Robinson Mark D, Speed Terence P
Bioinformatics Division, Walter and Eliza Hall Institute of Medical Research, Parkville, VIC 3050, Australia.
BMC Bioinformatics. 2007 Nov 15;8:449. doi: 10.1186/1471-2105-8-449.
Affymetrix GeneChips are an important tool in many facets of biological research. Recently, notable design changes to the chips have been made. In this study, we use publicly available data from Affymetrix to gauge the performance of three human gene expression arrays: Human Genome U133 Plus 2.0 (U133), Human Exon 1.0 ST (HuEx) and Human Gene 1.0 ST (HuGene).

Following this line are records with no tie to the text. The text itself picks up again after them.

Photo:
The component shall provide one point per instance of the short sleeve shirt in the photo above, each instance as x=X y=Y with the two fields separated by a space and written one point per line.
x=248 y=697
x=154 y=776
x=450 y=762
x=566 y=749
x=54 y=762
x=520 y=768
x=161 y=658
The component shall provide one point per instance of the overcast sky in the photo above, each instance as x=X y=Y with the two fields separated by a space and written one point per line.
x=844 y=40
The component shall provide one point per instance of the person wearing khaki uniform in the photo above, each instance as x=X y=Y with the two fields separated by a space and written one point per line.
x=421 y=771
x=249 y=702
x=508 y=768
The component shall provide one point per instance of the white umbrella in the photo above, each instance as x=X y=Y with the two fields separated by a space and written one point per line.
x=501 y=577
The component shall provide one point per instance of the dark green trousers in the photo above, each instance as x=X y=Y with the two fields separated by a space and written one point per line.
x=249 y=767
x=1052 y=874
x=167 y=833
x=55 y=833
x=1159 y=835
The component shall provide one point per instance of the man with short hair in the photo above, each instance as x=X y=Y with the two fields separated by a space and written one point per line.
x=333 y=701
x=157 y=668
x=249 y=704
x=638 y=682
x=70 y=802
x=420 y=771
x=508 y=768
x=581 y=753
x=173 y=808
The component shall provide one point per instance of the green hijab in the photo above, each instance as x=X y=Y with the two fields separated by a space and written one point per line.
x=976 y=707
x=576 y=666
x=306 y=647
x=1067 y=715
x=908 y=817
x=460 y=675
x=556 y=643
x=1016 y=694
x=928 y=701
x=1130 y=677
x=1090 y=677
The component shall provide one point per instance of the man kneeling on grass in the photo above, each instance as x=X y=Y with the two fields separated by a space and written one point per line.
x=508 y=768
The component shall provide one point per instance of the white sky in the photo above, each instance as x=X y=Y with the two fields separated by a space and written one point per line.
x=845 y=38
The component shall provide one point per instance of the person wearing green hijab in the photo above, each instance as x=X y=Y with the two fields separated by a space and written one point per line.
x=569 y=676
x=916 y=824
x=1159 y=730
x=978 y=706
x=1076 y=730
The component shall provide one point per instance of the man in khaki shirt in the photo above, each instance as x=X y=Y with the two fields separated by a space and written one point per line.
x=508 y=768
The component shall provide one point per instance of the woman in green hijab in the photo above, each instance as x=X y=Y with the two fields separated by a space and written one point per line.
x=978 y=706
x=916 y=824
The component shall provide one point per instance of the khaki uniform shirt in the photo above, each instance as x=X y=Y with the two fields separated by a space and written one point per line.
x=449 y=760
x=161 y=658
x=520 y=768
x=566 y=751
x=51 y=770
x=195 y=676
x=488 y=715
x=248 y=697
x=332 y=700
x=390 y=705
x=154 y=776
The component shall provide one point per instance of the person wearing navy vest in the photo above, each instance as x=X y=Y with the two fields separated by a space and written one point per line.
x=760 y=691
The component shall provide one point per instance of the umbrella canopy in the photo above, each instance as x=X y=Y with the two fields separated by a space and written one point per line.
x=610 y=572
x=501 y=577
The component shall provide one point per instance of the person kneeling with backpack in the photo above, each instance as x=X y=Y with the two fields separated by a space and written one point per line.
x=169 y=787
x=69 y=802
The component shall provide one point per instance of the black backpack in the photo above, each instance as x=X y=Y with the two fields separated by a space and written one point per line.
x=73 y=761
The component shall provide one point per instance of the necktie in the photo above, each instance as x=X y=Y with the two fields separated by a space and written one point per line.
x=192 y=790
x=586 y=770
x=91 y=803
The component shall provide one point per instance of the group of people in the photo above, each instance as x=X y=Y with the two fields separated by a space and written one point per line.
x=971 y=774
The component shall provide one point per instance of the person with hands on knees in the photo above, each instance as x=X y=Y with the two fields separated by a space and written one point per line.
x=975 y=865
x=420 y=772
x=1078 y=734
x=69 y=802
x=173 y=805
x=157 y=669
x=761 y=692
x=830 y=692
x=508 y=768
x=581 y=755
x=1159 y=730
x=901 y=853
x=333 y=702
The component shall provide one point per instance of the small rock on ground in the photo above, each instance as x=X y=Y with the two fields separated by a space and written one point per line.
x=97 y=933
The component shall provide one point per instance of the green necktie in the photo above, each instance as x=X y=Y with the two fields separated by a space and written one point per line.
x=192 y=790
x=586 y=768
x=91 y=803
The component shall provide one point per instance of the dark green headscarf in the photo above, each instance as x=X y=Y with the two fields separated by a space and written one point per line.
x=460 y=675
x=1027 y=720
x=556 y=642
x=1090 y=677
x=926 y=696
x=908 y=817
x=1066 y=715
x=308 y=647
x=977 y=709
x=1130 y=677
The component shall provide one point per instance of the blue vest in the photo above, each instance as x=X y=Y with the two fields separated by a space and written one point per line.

We studied probe-, exon- and gene-level reproducibility of technical and biological replicates from each of the 3 platforms. The U133 array has larger feature sizes so it is no surprise that probe-level variances are smaller, however the larger number of probes per gene on the HuGene array seems to produce gene-level summaries that have similar variances. The gene-level summaries of the HuEx array are less reproducible than the other two, despite having the largest average number of probes per gene. Greater than 80% of the content on the HuEx arrays is expressed at or near background. Biological variation seems to have a smaller effect on U133 data. Comparing the overlap of differentially expressed genes, we see a high overall concordance among all 3 platforms, with HuEx and HuGene having greater overlap, as expected given their design. We performed an analysis of detection rates and area under ROC curves using an experiment made up of several mixtures of 2 human tissues. Though it appears that the HuEx array has worse performance in terms of detection rates, all arrays have similar ability to separate differentially expressed and non-differentially expressed genes.
Despite noticeable differences in the probe-level reproducibility, gene-level reproducibility and differential expression detection are quite similar across the three platforms. The HuEx array, an all-encompassing array, has the flexibility of measuring all known or predicted exonic content. However, the HuEx array induces poorer reproducibility for genes with fewer exons. The HuGene measures just the well-annotated genome content and appears to perform well. The U133 array, though not able to measure across the full length of a transcript, appears to perform as well as the newer designs on the set of genes common to all 3 platforms.
Affymetrix基因芯片是生物研究诸多方面的重要工具。最近,芯片有了显著的设计变化。在本研究中,我们使用Affymetrix的公开可用数据来评估三种人类基因表达阵列的性能:人类基因组U133 Plus 2.0(U133)、人类外显子1.0 ST(HuEx)和人类基因1.0 ST(HuGene)。
我们研究了来自这3个平台中每个平台的技术重复和生物学重复在探针、外显子和基因水平上的可重复性。U133阵列的特征尺寸较大,所以探针水平的方差较小并不奇怪,然而HuGene阵列上每个基因的探针数量较多,似乎能产生具有相似方差的基因水平汇总。HuEx阵列的基因水平汇总的可重复性比其他两个阵列差,尽管其每个基因的平均探针数量最多。HuEx阵列上超过80%的内容在背景水平或接近背景水平表达。生物学变异对U133数据的影响似乎较小。比较差异表达基因的重叠情况,我们发现所有3个平台之间总体一致性较高,正如预期的那样,鉴于HuEx和HuGene的设计,它们之间的重叠更大。我们使用由两种人类组织的几种混合物组成的实验进行了检测率和ROC曲线下面积的分析。虽然看起来HuEx阵列在检测率方面表现较差,但所有阵列在区分差异表达基因和非差异表达基因方面具有相似的能力。
尽管在探针水平可重复性方面存在显著差异,但这三个平台在基因水平可重复性和差异表达检测方面非常相似。HuEx阵列是一种全面的阵列,具有测量所有已知或预测外显子内容的灵活性。然而,HuEx阵列对外显子较少的基因诱导出较差的可重复性。HuGene仅测量注释良好的基因组内容,并且似乎表现良好。U133阵列虽然无法测量转录本的全长,但在所有3个平台共有的基因集上似乎与新设计表现得一样好。